Sarfo, 28, can be seen in the footage with other jihadists herding six captives wearing combat fatigues with their hands bound into a market square in Palmyra ahead of the public execution.

The federal public prosecutor’s office said Sarfo has been charged with six counts of murder and violating human rights law at a specialist state security court in Hamburg.

“In mid-June 2015 the so-called Islamic State had six prisoners executed on Palmyra’s market square,” a spokesperson told the Independent.

“Sarfo belonged to the six-member squad that carried out the execution and was armed with a pistol.

“Together with the other members of his group, he guarded prisoners and prevented them from escaping.”

Prosecutors said Sarfo led one of the captives to the middle of the street, where they were shot, adding: “During the shooting, he stopped at the side of the road so as not to be hit by a bullet himself.

“From there, he took aim and fired at the bodies lying on the ground.”

It is unclear whether Sarfo’s bullets hit the bodies, or whether the captives were already dead.

German prosecutors say five of those killed were members of the Syrian Army, while the sixth was a Sunni preacher condemned by IS, which itself claims to represent Sunni Muslims.

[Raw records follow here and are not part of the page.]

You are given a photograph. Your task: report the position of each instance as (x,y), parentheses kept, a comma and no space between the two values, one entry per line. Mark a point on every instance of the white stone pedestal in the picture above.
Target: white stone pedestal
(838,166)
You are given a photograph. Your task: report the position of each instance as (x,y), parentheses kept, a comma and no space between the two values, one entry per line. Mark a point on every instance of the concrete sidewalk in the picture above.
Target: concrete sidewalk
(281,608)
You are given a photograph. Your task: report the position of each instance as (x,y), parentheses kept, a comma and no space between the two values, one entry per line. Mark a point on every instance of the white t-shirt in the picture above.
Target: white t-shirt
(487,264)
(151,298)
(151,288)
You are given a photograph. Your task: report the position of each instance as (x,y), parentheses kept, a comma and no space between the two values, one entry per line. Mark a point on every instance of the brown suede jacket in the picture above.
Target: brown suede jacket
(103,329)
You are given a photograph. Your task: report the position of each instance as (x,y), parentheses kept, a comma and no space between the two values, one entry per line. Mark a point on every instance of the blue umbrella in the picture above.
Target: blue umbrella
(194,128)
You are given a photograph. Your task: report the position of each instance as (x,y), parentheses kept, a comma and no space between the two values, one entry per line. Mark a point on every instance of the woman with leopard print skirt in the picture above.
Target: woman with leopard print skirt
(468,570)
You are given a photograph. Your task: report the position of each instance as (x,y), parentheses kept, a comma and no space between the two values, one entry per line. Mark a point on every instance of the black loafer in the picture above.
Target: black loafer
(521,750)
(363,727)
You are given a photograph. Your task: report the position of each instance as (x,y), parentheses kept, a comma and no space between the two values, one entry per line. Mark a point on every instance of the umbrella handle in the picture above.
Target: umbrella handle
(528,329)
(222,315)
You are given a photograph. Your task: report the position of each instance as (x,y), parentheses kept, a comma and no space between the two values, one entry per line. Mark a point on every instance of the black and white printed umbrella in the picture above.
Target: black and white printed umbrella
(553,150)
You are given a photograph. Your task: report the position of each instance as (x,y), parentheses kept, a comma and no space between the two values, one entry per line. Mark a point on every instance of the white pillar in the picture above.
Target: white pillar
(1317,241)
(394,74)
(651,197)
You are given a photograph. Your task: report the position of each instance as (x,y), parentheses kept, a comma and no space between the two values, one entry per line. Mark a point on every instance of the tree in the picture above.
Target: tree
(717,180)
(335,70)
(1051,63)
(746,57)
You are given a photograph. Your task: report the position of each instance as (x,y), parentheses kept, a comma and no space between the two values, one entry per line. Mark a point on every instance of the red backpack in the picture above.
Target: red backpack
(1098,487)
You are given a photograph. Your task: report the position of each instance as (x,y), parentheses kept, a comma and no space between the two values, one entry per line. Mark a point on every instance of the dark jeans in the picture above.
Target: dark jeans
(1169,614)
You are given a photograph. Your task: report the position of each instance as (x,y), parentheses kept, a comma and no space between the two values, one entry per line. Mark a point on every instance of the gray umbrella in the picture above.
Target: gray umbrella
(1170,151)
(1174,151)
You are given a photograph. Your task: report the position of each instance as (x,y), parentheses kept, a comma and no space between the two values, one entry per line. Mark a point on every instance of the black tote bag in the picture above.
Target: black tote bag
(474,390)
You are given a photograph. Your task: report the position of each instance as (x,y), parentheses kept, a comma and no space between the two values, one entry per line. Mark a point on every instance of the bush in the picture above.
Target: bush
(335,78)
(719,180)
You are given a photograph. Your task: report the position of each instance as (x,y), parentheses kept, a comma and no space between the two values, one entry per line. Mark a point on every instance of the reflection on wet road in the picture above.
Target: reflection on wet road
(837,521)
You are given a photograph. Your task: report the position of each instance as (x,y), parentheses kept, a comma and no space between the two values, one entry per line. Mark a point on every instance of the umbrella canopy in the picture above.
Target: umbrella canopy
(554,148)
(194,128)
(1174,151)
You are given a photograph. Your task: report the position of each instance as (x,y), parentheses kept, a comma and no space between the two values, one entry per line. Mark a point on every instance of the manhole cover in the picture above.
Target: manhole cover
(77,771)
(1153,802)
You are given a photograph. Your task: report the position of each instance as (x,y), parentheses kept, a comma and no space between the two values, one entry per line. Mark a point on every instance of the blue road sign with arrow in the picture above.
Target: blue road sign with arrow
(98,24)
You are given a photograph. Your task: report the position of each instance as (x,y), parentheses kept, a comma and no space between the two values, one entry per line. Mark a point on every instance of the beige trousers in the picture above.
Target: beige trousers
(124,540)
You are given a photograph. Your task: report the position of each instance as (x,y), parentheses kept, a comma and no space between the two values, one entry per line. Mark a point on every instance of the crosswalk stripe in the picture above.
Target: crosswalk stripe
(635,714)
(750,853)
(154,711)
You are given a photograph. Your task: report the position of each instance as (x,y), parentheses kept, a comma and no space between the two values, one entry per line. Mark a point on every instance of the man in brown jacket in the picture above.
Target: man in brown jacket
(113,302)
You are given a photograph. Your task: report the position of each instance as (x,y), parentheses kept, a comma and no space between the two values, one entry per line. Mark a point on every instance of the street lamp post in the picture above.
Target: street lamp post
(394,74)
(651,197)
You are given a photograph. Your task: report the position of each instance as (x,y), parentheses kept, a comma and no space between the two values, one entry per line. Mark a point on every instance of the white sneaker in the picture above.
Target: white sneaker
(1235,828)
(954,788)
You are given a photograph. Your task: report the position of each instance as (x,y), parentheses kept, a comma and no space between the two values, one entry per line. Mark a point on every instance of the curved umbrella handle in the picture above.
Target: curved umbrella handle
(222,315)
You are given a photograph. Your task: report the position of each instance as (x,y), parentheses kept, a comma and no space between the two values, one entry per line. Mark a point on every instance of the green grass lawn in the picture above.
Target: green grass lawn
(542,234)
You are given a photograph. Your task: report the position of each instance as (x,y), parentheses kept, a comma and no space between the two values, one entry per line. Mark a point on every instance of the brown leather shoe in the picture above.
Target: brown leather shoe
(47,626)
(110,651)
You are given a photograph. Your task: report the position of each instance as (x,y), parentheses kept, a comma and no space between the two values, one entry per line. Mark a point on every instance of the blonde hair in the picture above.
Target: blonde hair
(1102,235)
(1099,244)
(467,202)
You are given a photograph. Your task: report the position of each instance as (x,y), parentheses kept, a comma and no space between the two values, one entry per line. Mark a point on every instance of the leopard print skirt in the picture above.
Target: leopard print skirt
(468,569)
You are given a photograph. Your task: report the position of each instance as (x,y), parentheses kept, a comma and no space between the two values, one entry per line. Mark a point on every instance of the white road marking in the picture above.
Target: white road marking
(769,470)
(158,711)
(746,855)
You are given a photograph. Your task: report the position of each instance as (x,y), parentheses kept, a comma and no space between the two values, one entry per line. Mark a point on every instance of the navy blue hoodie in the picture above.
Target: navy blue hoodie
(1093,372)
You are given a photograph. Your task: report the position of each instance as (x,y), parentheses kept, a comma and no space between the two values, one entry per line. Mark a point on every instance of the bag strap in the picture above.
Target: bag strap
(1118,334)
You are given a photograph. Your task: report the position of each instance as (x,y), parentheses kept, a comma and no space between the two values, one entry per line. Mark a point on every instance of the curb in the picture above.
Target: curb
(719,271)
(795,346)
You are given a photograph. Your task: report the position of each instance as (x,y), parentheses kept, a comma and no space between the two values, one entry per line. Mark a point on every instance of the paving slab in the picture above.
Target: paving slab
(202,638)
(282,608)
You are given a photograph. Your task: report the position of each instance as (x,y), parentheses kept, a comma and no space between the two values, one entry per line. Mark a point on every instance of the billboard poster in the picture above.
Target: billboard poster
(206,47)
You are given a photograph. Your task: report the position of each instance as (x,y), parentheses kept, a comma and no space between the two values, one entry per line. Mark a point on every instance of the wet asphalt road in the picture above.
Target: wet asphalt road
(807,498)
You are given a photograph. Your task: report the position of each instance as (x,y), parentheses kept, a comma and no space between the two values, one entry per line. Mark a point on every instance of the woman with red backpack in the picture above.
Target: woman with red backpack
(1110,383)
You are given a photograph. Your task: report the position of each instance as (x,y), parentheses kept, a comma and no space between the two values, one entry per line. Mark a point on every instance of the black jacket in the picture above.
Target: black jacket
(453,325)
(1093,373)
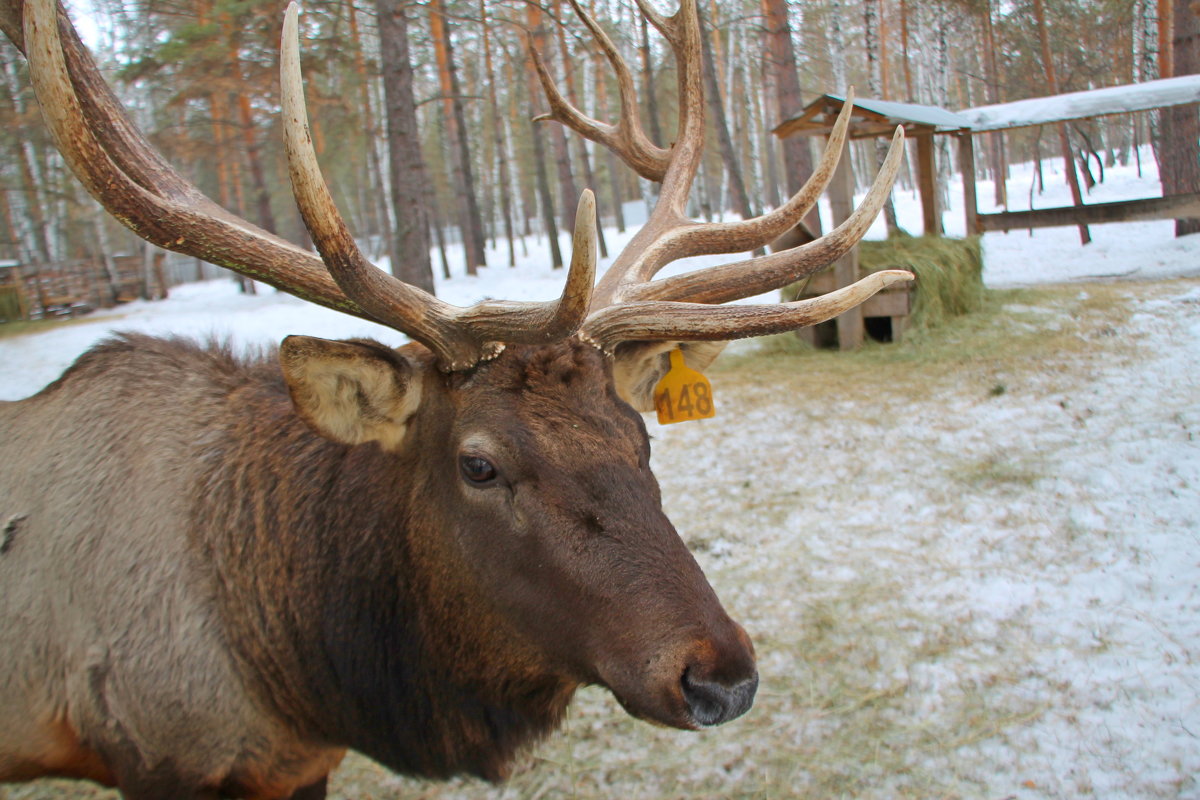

The footage, obtained by the Washington Post, shows Sarfo alongside Austrian IS fighter Mohamed Mahmoud and German militant Yamin Abou-Zand. He had already appeared in a propaganda video that showed the pair shooting Syrian captives dead in the ancient ruins of Palmyra, while calling on IS supporters to travel to militant-held territories or “kill infidels wherever you find them” in Europe.
Sarfo has previously denied fighting for the terrorist group during his three months in the “caliphate.”

Speaking to the Independent in January 2016, he failed to mention his own involvement in the Palmyra execution, saying his worst memory of Syria was the “execution of six men shot in the head by Kalashnikovs.” He identified it as one of the events that drove him to flee the terrorist group’s “barbarity.”

Since being jailed he has spoken out against IS ideology and said he wants to work with young men and women at risk of radicalization.

Born to Ghanaian parents in the northern German city of Bremen, Sarfo converted to Islam after moving to London as a teenager.

He became radicalized while in a German prison for taking part in a robbery and claims to have traveled to Syria in April 2015 to join IS.

He was arrested when he left the caliphate and tried to return to Europe. In August, he told authorities the terrorist group had sent him away from Syria and back to Germany, telling him they wanted him to be a part of a wave of attacks across Europe.